Can anyone think of a feasible way to prevent this sort of attack?

There have been some possibilities suggested on other branches of the discussion. I have changed the subject of one of those to "checking aclocal m4 files" to highlight it. There is progress being made, but the solutions appear to be outside the direct scope of the GNU build system packages.

Someone suggested that configure should not use m4 files that are
lying around, but rather should fetch them from standard release points,
WDYT of that idea?

Autoconf configure scripts do not use nearby m4 files and do not require m4 at all; aclocal collects the files in question into aclocal.m4 (I think) and then autoconf uses that (and other inputs) to /produce/ configure. (This may seem like a trivial point, but exact derivations and their timing were critical to how the backdoor dropper worked.) Other tools (at least autopoint from GNU gettext, possibly others) are used to automatically scan a larger set of m4 files stored on the system and copy those needed into the m4/ directory of a package source tree, in a process conceptually similar to how the linker pulls only needed members from static libraries when building an executable. All of this is done on the maintainer's machine, so that the finished configure script is included in the release tarball.

There have been past incidents where malicious code was directly added to autoconf-generated configure scripts, so (as I understand) distribution packagers often regenerate configure before building a package. In /this/ case, the crackers (likely) modified the version of build-to-host.m4 on /their/ computer, so the modified file would be copied into the xz-utils/m4 directory in the release tarball and used when distribution packagers regenerate configure before building the package.

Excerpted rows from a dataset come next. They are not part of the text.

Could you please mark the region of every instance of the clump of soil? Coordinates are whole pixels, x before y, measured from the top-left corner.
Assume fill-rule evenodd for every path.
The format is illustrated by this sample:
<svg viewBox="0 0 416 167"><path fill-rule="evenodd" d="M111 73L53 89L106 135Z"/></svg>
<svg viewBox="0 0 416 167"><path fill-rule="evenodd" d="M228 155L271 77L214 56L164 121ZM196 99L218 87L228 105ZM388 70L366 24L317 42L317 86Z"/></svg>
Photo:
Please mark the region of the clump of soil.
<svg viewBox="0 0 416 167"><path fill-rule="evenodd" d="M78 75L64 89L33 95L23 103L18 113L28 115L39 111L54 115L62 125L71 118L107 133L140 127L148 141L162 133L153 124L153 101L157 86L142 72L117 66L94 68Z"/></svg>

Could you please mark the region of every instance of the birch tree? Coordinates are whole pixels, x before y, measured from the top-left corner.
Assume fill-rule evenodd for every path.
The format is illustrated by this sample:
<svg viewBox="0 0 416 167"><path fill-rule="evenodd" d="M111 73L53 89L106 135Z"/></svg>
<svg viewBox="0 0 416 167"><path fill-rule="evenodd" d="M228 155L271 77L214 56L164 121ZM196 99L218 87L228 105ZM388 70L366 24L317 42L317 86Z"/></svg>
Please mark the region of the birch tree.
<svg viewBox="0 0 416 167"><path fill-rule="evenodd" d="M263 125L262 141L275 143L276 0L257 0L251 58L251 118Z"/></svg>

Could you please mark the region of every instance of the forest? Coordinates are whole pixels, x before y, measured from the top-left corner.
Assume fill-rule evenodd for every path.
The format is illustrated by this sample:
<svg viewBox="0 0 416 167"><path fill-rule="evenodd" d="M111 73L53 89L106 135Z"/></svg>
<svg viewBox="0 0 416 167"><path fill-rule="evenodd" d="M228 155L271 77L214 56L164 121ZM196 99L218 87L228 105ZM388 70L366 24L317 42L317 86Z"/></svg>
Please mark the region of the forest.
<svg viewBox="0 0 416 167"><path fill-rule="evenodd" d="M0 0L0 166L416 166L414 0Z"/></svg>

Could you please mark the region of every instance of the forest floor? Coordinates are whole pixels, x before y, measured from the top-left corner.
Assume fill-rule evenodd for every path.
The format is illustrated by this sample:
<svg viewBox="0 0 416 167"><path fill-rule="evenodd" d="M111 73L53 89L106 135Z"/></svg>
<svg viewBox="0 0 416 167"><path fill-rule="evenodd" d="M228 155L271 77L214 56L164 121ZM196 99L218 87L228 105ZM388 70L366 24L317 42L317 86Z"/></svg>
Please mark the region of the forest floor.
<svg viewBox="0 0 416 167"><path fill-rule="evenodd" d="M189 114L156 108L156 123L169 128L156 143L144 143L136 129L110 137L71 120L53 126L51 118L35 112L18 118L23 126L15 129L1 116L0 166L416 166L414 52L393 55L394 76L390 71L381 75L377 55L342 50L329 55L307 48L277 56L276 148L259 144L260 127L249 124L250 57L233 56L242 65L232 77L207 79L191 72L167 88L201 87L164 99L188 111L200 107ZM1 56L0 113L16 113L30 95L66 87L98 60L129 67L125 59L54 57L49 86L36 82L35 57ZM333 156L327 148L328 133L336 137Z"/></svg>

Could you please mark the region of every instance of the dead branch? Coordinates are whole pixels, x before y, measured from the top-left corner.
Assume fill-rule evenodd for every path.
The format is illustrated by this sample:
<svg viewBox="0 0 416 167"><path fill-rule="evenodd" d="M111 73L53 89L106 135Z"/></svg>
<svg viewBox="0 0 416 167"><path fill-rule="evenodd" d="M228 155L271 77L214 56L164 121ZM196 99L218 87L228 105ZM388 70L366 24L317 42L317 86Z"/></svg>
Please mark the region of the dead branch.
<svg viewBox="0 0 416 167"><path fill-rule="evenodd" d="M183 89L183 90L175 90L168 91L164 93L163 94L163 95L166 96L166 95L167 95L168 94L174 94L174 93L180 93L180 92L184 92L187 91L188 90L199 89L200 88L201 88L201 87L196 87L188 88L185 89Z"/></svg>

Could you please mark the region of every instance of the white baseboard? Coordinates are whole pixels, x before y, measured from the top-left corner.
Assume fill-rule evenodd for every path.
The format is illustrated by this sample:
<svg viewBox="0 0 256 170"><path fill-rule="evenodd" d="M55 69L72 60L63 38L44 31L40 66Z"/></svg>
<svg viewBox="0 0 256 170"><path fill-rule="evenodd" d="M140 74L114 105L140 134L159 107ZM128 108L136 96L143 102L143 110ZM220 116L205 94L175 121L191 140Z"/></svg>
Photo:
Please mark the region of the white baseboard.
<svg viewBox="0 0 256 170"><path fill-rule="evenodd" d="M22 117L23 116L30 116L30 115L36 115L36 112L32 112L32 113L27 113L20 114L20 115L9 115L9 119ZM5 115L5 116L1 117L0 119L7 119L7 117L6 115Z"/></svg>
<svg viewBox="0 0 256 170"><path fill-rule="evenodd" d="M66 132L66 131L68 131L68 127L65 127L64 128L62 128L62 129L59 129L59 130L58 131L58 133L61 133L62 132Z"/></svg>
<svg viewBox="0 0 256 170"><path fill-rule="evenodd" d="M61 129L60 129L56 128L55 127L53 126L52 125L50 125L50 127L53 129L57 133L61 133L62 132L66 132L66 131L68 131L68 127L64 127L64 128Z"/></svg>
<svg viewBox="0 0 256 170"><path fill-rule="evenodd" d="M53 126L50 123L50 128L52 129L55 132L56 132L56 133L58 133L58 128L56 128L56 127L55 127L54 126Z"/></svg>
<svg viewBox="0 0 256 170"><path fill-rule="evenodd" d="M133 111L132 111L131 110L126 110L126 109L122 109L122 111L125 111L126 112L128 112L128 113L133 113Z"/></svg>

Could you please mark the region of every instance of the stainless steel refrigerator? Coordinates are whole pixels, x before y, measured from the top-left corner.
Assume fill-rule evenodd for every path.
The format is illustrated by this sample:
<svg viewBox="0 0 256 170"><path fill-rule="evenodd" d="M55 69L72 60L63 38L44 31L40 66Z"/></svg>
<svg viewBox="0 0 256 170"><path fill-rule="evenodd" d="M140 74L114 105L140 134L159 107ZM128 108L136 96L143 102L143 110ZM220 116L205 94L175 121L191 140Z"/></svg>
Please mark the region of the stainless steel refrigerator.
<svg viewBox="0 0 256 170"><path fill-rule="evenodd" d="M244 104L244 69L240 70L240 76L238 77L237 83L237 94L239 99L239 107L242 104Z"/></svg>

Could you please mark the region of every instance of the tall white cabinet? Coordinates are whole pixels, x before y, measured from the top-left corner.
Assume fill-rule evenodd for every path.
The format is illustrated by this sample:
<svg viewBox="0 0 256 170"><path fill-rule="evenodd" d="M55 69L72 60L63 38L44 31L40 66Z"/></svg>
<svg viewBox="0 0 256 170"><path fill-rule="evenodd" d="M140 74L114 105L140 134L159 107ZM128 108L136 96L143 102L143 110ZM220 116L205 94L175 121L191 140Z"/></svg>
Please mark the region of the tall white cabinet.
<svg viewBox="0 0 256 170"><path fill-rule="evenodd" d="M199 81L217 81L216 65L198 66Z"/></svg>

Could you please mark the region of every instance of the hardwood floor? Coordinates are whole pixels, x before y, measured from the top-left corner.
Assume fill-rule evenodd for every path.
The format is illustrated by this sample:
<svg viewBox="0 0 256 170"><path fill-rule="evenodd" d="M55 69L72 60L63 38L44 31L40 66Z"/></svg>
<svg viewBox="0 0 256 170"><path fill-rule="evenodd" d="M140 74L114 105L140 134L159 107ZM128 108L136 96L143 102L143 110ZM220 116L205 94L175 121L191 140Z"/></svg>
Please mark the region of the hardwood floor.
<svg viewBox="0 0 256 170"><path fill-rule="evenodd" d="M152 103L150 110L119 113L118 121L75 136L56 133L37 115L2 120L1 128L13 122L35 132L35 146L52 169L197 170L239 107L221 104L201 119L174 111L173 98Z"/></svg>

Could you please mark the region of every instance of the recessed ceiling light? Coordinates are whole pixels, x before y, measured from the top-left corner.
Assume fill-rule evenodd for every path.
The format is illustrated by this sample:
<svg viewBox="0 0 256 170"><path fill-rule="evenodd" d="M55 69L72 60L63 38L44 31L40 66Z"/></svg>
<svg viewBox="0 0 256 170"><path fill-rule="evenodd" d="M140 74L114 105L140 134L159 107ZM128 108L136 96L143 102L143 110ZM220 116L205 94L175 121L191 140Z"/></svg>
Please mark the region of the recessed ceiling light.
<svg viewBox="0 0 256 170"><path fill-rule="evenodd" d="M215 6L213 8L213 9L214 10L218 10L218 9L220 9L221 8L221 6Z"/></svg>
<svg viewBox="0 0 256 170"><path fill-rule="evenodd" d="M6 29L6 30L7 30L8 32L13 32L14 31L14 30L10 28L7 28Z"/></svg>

Fetching these files from standard release points would require an index of those standard release points, and packages are allowed to have their own package-specific macros as well. The entire system dates from well before ubiquitous network connectivity could be assumed (anywhere---and that is still a bad assumption in the less prosperous parts of the world), so release tarballs are meant to be self-contained, including copies of "standard" macros needed for configure but not supplied by autoconf/automake/etc.